When to Use Each Approach
| Use Case | Recommended Approach |
|---|---|
| Production pipeline, schema-critical | OpenAI structured outputs (strict: true) |
| Production with Claude | Explicit format prompt + post-processing validation |
| Prototyping / development | JSON mode from any provider |
| Optional/flexible schema | Prompt-based JSON with validation |
| High volume, high reliability | Schema enforcement + retry logic |
Schema Design Tips
Keep it as flat as possible. Deeply nested schemas are harder for models to conform to and harder to validate.

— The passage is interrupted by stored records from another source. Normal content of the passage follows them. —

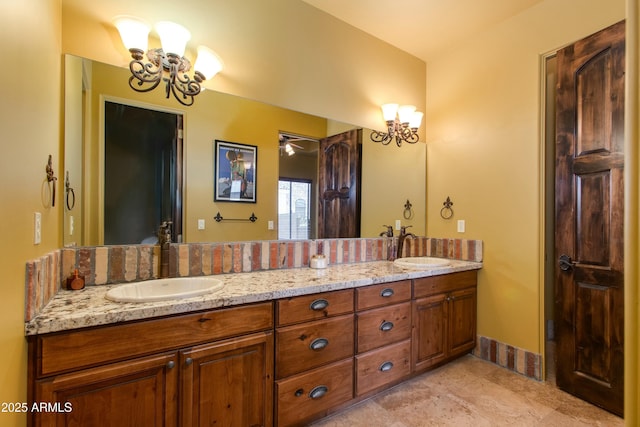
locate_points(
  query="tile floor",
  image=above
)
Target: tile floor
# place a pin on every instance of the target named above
(472, 392)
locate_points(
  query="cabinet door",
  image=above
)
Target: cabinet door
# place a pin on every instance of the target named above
(140, 392)
(430, 331)
(228, 383)
(462, 321)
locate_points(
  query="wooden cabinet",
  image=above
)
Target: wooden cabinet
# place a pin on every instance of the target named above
(314, 355)
(195, 369)
(444, 318)
(383, 332)
(140, 392)
(312, 394)
(228, 382)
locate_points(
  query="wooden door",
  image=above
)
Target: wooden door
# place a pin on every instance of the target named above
(228, 383)
(136, 393)
(339, 176)
(589, 219)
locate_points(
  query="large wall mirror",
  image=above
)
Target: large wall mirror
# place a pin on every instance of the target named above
(389, 175)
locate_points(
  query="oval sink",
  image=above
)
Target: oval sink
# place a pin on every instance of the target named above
(422, 262)
(164, 289)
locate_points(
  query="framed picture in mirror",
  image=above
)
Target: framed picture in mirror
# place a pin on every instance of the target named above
(234, 172)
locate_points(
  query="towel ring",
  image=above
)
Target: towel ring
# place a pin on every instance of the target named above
(446, 212)
(71, 203)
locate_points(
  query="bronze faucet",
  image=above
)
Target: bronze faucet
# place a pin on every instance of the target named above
(164, 240)
(403, 235)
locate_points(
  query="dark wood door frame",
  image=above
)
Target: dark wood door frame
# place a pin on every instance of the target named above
(589, 195)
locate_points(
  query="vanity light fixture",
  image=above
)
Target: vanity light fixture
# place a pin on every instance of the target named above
(403, 122)
(166, 64)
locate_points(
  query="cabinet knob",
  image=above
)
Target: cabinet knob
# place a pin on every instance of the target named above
(319, 304)
(386, 293)
(318, 392)
(386, 366)
(386, 326)
(318, 344)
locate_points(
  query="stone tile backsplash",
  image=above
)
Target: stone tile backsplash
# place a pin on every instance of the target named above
(102, 265)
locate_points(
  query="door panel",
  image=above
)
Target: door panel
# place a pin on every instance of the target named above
(339, 185)
(589, 218)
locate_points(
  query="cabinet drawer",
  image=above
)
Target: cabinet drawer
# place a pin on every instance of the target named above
(426, 286)
(382, 326)
(382, 366)
(311, 344)
(313, 393)
(313, 307)
(73, 350)
(382, 294)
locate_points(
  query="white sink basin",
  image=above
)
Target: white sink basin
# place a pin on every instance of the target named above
(422, 262)
(164, 289)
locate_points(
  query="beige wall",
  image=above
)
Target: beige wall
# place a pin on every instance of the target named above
(30, 111)
(484, 150)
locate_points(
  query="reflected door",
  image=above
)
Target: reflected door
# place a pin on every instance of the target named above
(143, 174)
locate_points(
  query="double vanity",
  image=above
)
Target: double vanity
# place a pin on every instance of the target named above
(278, 347)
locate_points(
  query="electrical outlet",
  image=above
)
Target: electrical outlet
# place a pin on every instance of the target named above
(37, 228)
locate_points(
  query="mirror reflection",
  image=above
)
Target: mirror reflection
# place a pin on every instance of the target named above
(182, 175)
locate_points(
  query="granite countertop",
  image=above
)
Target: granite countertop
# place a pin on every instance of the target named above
(70, 310)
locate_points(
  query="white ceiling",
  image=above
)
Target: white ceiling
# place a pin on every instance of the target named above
(422, 27)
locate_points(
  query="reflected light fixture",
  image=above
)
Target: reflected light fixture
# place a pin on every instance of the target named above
(166, 64)
(403, 122)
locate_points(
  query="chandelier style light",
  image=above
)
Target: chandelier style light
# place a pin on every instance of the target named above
(403, 122)
(166, 64)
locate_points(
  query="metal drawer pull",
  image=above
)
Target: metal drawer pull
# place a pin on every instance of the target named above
(386, 326)
(386, 293)
(318, 344)
(386, 367)
(319, 304)
(318, 392)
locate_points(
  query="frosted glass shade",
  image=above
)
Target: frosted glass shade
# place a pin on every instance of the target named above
(389, 112)
(405, 113)
(207, 62)
(173, 37)
(133, 31)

Use enums for constrained values:
{
"sentiment": {
"type": "string",
"enum": ["positive", "negative", "neutral", "mixed"]
}
}
Make optional fields explicit as nullable:
{
"email": {
"type": ["string", "null"],
"description": "Email address if mentioned, null otherwise"
}
}
Define what to do when data is missing. "If not mentioned, use null" prevents the model from hallucinating values for empty fields.
Test with adversarial inputs. Try inputs where fields are ambiguous, missing, or in unexpected formats. Schema enforcement catches the easy cases; your edge case testing catches the hard ones.
The Bottom Line
For any production pipeline where you're parsing AI output with code:
- Use structured outputs with schema enforcement if available (OpenAI)
- Use explicit format prompts with post-processing validation otherwise (Claude, Gemini)
- Never rely on "respond in JSON" alone in a prompt — it's reliable enough to look fine in testing and fail in production
The extra work upfront on schema design and validation prevents a class of production bugs that are notoriously hard to reproduce and diagnose.